The man moving about the room was perhaps the thing she feared and hated most in the world. Every scene of this kind—and he forced them on her, in spite of her futile resistance, at fairly frequent intervals—represented to her an hour of torture and humiliation. How to hide the scenes and the being who caused them, from her husband, her servants, her friends, was becoming almost her chief preoccupation. She was beginning to be afraid of her brother. For some time she had regarded him as incipiently insane, and as she watched him this evening he seemed to her more than ever charged with sinister possibilities. It appeared to be impossible to influence or frighten him; and she realized that as he seemed not to care a fig whether she caused a scandal or not, and she cared with every pulse of her being, she was really in his power, and it was no good struggling.
“Well, good-night, Edith,” he said at last, taking up his hat. “This’ll last for a bit—but not very long, I warn you—prices being what they are. Oh, by the way, my name just now is Wilson—make a note of it!”
“What’s that for?” she said disdainfully.
“Some Canadian creditors of mine got wind of me—worse luck. I had to change my quarters, and drop the old name—for a bit. However—what’s in a name?” He laughed, and held out his hand.
“Going to shake hands, Edie? You used to be awfully fond of me, when you were small.”
She stood, apparently unmoved, her hands hanging. The pathetic note had been tried on her too often.
“Good-night, Roger. Nannie will show you out.”

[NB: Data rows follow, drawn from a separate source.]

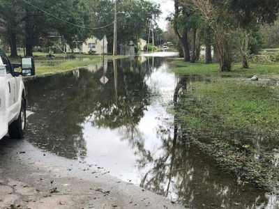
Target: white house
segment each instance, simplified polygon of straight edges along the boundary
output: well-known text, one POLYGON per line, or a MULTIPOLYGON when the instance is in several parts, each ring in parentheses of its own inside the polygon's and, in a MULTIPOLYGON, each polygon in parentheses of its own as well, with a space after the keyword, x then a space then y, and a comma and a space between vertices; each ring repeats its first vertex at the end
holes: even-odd
POLYGON ((147 41, 142 39, 142 38, 140 38, 139 41, 137 42, 137 45, 139 47, 139 48, 142 50, 144 51, 144 47, 147 45, 147 41))
MULTIPOLYGON (((102 39, 98 39, 95 36, 87 38, 85 42, 74 49, 73 52, 89 54, 90 51, 95 52, 96 54, 107 54, 107 39, 105 36, 102 39)), ((71 52, 69 46, 66 46, 66 51, 71 52)))

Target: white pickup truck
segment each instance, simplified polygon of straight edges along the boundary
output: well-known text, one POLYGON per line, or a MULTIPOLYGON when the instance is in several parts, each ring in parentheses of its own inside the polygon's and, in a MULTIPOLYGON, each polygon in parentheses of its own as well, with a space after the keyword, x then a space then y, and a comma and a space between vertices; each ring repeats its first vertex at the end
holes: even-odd
POLYGON ((0 47, 0 139, 8 132, 11 138, 22 138, 26 127, 26 93, 22 76, 35 75, 33 58, 11 64, 0 47), (20 72, 15 68, 21 67, 20 72))

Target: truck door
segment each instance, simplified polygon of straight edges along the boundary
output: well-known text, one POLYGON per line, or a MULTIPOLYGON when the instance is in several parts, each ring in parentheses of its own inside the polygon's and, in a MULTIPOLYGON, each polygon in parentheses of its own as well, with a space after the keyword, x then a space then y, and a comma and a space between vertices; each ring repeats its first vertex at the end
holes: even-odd
POLYGON ((6 66, 0 59, 0 139, 8 132, 6 66))
POLYGON ((17 91, 17 83, 15 77, 13 76, 13 69, 8 61, 8 59, 3 51, 0 50, 0 56, 2 59, 2 62, 6 65, 6 92, 8 97, 6 98, 8 102, 8 119, 9 121, 13 121, 14 117, 16 116, 18 111, 18 105, 17 105, 16 98, 16 91, 17 91))

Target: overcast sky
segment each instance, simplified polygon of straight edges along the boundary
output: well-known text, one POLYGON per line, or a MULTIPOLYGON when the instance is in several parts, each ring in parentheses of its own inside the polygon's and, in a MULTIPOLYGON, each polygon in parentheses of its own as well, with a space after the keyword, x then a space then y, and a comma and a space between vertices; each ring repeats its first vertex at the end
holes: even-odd
POLYGON ((167 29, 167 22, 165 19, 169 14, 174 10, 174 2, 173 0, 149 0, 157 3, 160 5, 162 15, 160 17, 160 20, 158 22, 159 27, 163 30, 167 29))

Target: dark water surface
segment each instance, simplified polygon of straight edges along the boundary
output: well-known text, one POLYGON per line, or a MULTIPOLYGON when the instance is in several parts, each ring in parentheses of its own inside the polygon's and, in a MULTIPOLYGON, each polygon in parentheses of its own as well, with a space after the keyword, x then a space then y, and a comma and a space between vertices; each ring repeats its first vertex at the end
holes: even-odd
POLYGON ((275 195, 242 185, 183 139, 169 113, 181 79, 169 59, 105 61, 26 82, 27 140, 190 208, 275 208, 275 195))

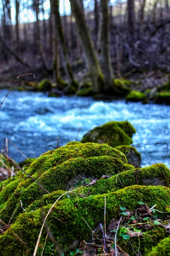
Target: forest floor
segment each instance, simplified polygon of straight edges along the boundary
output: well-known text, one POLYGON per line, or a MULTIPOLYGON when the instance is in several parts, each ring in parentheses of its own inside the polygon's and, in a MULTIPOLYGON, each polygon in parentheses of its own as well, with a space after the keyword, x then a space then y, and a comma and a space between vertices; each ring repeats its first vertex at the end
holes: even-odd
MULTIPOLYGON (((45 71, 43 71, 40 66, 37 65, 35 68, 28 70, 23 67, 20 64, 11 62, 11 63, 0 65, 0 89, 10 88, 13 84, 16 77, 22 74, 34 73, 36 77, 36 82, 40 82, 44 79, 49 79, 53 83, 55 83, 54 76, 49 76, 45 71), (19 71, 18 70, 20 70, 19 71)), ((76 61, 73 63, 72 69, 74 72, 75 79, 79 83, 90 81, 87 70, 82 61, 76 61)), ((67 80, 63 69, 60 70, 61 76, 65 81, 67 80)), ((119 78, 116 75, 116 78, 119 78)), ((137 70, 132 69, 128 73, 123 74, 122 77, 130 81, 134 81, 132 89, 144 91, 147 89, 151 89, 157 85, 161 85, 166 83, 170 79, 170 74, 167 74, 163 70, 157 70, 151 71, 147 70, 137 70)), ((16 88, 20 86, 24 87, 24 81, 34 81, 32 76, 24 76, 18 80, 16 88)), ((29 88, 26 87, 26 90, 29 88)), ((30 88, 30 89, 31 88, 30 88)))

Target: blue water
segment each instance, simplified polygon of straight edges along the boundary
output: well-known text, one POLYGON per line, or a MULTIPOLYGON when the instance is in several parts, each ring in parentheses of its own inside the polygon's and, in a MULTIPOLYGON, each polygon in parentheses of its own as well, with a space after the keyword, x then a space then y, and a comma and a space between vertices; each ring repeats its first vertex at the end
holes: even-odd
MULTIPOLYGON (((0 102, 7 90, 0 91, 0 102)), ((37 157, 60 145, 78 140, 89 130, 109 121, 126 120, 136 129, 133 140, 142 154, 142 166, 162 162, 170 167, 170 106, 124 100, 98 101, 91 97, 48 97, 42 93, 11 91, 0 110, 0 149, 8 138, 28 157, 37 157), (168 144, 147 145, 156 143, 168 144)), ((20 162, 23 157, 9 145, 11 157, 20 162)))

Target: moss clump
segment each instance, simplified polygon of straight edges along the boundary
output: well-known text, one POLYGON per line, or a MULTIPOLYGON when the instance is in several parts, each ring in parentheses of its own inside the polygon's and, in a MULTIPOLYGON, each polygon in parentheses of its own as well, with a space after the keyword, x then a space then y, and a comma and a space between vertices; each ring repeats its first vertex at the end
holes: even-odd
POLYGON ((22 168, 23 166, 29 166, 34 161, 35 161, 35 158, 28 158, 28 159, 25 159, 24 161, 20 162, 19 163, 19 166, 22 168))
POLYGON ((41 92, 51 90, 52 89, 51 83, 49 80, 46 79, 42 80, 38 84, 38 90, 41 92))
POLYGON ((151 251, 147 254, 147 256, 168 256, 170 252, 170 237, 162 240, 151 251))
POLYGON ((155 102, 158 104, 170 105, 170 92, 158 93, 155 99, 155 102))
POLYGON ((91 82, 85 82, 77 91, 77 96, 93 96, 92 84, 91 82))
MULTIPOLYGON (((105 195, 107 225, 111 219, 116 218, 120 206, 123 205, 129 210, 134 211, 139 206, 138 202, 142 201, 147 204, 149 207, 156 204, 157 209, 162 211, 165 206, 170 204, 170 189, 162 186, 135 185, 106 195, 91 195, 74 200, 65 198, 57 203, 47 221, 48 226, 53 227, 53 235, 60 247, 66 248, 77 239, 87 240, 91 237, 91 231, 84 220, 92 230, 99 223, 104 223, 105 195)), ((43 222, 41 211, 43 211, 46 215, 51 205, 48 204, 42 209, 39 208, 34 212, 28 211, 19 215, 10 228, 14 233, 19 235, 26 244, 21 243, 10 230, 7 230, 0 236, 0 250, 2 256, 32 255, 43 222)), ((153 241, 156 240, 157 242, 160 238, 166 236, 164 228, 159 227, 158 229, 157 228, 153 233, 151 233, 152 230, 149 230, 149 236, 140 238, 142 247, 144 248, 149 243, 150 248, 151 236, 153 241)), ((45 236, 44 231, 41 237, 40 244, 43 244, 45 236)), ((139 246, 138 240, 137 244, 139 246)), ((40 248, 38 252, 40 254, 40 248)), ((45 247, 44 255, 49 255, 48 246, 45 247)))
POLYGON ((143 93, 138 91, 131 91, 126 96, 126 99, 128 101, 134 102, 144 101, 146 100, 146 96, 143 93))
POLYGON ((113 79, 113 90, 121 97, 127 95, 130 91, 130 81, 122 79, 113 79))
POLYGON ((141 155, 134 147, 123 145, 117 146, 115 148, 125 154, 129 164, 132 164, 136 167, 140 167, 141 155))
POLYGON ((93 96, 94 93, 91 87, 82 88, 77 91, 76 93, 77 96, 93 96))
MULTIPOLYGON (((163 163, 153 165, 136 169, 133 166, 125 164, 123 172, 110 177, 97 180, 91 187, 91 195, 102 195, 116 191, 132 185, 158 185, 169 186, 170 171, 163 163)), ((89 188, 82 187, 82 194, 88 192, 89 188)))
POLYGON ((133 134, 136 132, 133 126, 128 121, 109 122, 85 134, 81 142, 107 143, 111 147, 130 145, 132 143, 133 134))
MULTIPOLYGON (((166 230, 162 227, 156 227, 153 229, 142 232, 144 236, 142 239, 140 238, 140 252, 142 256, 153 256, 154 254, 149 253, 152 246, 155 246, 158 243, 167 236, 166 230)), ((131 256, 136 255, 139 249, 139 238, 133 237, 131 239, 131 244, 133 244, 134 251, 132 250, 132 247, 128 241, 122 239, 122 238, 118 236, 118 244, 121 248, 123 248, 123 250, 130 255, 131 256)), ((167 247, 168 247, 167 246, 167 247)), ((159 256, 167 256, 169 254, 158 254, 159 256)))

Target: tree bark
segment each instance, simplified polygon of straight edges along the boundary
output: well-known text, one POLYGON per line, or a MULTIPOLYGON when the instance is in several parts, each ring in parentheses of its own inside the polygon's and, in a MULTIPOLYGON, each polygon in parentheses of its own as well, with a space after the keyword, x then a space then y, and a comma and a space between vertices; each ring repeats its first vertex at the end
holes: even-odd
POLYGON ((64 67, 65 72, 68 77, 69 83, 71 84, 74 81, 74 79, 68 59, 67 46, 59 12, 59 0, 54 0, 54 9, 56 17, 55 25, 58 30, 58 34, 60 40, 64 67))
POLYGON ((134 0, 128 0, 128 23, 129 32, 129 42, 134 42, 135 31, 134 0))
POLYGON ((102 13, 102 55, 104 75, 105 91, 111 90, 113 74, 111 66, 109 49, 109 14, 108 0, 101 0, 102 13))
POLYGON ((18 20, 19 12, 20 9, 20 1, 15 0, 15 10, 16 10, 16 25, 15 33, 17 43, 20 45, 20 34, 19 34, 19 23, 18 20))
POLYGON ((71 10, 75 18, 80 38, 83 45, 92 83, 93 91, 100 92, 102 71, 86 22, 81 3, 79 0, 70 0, 71 10))
POLYGON ((45 64, 45 61, 43 55, 42 46, 41 40, 41 32, 39 20, 38 19, 38 14, 39 13, 39 0, 36 0, 36 28, 37 35, 38 44, 38 49, 39 52, 40 57, 42 64, 42 67, 44 70, 48 73, 48 69, 45 64))

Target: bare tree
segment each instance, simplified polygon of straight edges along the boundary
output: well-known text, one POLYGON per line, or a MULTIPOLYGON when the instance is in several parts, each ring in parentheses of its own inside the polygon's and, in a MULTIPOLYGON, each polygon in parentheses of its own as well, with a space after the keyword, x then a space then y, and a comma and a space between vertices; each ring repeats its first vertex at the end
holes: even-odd
POLYGON ((70 0, 78 29, 79 35, 84 49, 88 68, 93 85, 93 90, 100 91, 102 71, 95 50, 94 46, 86 22, 79 0, 70 0))
POLYGON ((109 20, 108 0, 101 0, 102 13, 102 54, 104 74, 104 90, 113 90, 113 74, 110 52, 109 20))

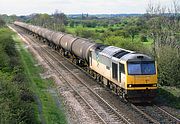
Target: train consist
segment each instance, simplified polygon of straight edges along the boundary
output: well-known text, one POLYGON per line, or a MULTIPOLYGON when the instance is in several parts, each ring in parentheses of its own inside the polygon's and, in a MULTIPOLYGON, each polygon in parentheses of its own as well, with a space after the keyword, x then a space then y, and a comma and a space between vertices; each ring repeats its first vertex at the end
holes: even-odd
POLYGON ((123 98, 150 102, 156 96, 157 67, 151 57, 23 22, 14 24, 86 67, 95 79, 123 98))

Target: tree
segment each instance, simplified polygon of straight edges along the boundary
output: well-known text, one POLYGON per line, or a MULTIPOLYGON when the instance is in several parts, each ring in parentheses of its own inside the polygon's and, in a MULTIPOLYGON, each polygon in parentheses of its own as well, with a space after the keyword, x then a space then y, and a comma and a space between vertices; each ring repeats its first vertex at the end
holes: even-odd
POLYGON ((128 26, 127 28, 125 28, 125 31, 131 37, 131 40, 134 41, 135 36, 139 32, 139 29, 136 26, 128 26))
POLYGON ((5 21, 0 17, 0 28, 5 26, 5 21))

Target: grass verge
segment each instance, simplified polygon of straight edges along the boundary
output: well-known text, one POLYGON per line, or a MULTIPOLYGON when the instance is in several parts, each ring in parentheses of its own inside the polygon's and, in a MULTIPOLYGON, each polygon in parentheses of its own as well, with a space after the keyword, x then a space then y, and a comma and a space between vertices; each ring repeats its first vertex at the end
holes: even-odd
POLYGON ((180 89, 169 86, 160 87, 156 101, 163 105, 180 109, 180 89))
POLYGON ((58 106, 58 95, 56 94, 56 88, 51 80, 42 79, 40 73, 43 72, 43 68, 35 66, 37 62, 29 53, 21 42, 21 39, 17 35, 13 35, 14 41, 16 41, 17 48, 19 49, 20 58, 24 66, 25 75, 29 83, 31 91, 35 96, 35 116, 38 120, 37 123, 47 124, 65 124, 67 123, 64 114, 63 105, 58 106))

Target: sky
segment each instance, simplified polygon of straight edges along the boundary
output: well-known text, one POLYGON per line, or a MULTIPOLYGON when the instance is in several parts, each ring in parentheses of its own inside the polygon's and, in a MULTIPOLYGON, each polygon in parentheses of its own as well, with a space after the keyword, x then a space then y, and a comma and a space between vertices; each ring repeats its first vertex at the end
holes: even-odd
MULTIPOLYGON (((172 5, 172 0, 151 1, 163 6, 172 5)), ((149 2, 150 0, 0 0, 0 14, 52 14, 56 9, 65 14, 145 13, 149 2)))

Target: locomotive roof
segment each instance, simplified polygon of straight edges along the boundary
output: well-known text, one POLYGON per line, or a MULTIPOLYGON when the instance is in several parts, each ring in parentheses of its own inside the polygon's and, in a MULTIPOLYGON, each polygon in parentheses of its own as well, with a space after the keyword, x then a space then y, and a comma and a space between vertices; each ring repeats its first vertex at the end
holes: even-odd
POLYGON ((115 57, 117 59, 120 59, 122 56, 128 53, 133 53, 133 51, 125 50, 115 46, 108 46, 100 52, 101 55, 104 55, 108 58, 115 57))
POLYGON ((124 55, 121 60, 124 61, 153 61, 153 59, 145 54, 140 54, 140 53, 129 53, 124 55))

The door closed on him, and Lady Winton dropped on a sofa by the fire, her face showing white and middle-aged in the firelight. She was just an ordinary woman, only with a stronger will than most; and as an ordinary woman, amid all her anger and fear, she was not wholly proof against such a spectacle as that now presented by her once favourite brother. It was not his words that affected her—but a hundred little personal facts which every time she saw him burnt a little more deeply into her consciousness the irreparableness of his personal ruin—physical and moral. Idleness, drink, disease—the loss of shame, of self-respect, of manners—the sense of something vital gone for ever—all these fatal things stared out upon her, from his slippery emaciated face, his borrowed clothes, his bullying voice—the scent on him of the mews in which he lived!
She covered her face with her hands and cried a little. She could remember when he was the darling and pride of the family—especially of his father. How had it happened? He had said to her once, “There must have been a black drop somewhere in our forbears, Edie. It has reappeared in me. We are none of us responsible, my dear, for our precious selves. I may be a sinner and a loafer—but that benevolent Almighty of yours made me.”
That was wicked stuff, of course; but there had been a twist in him from the beginning. Had she done her best for him? There were times when her conscience pricked her.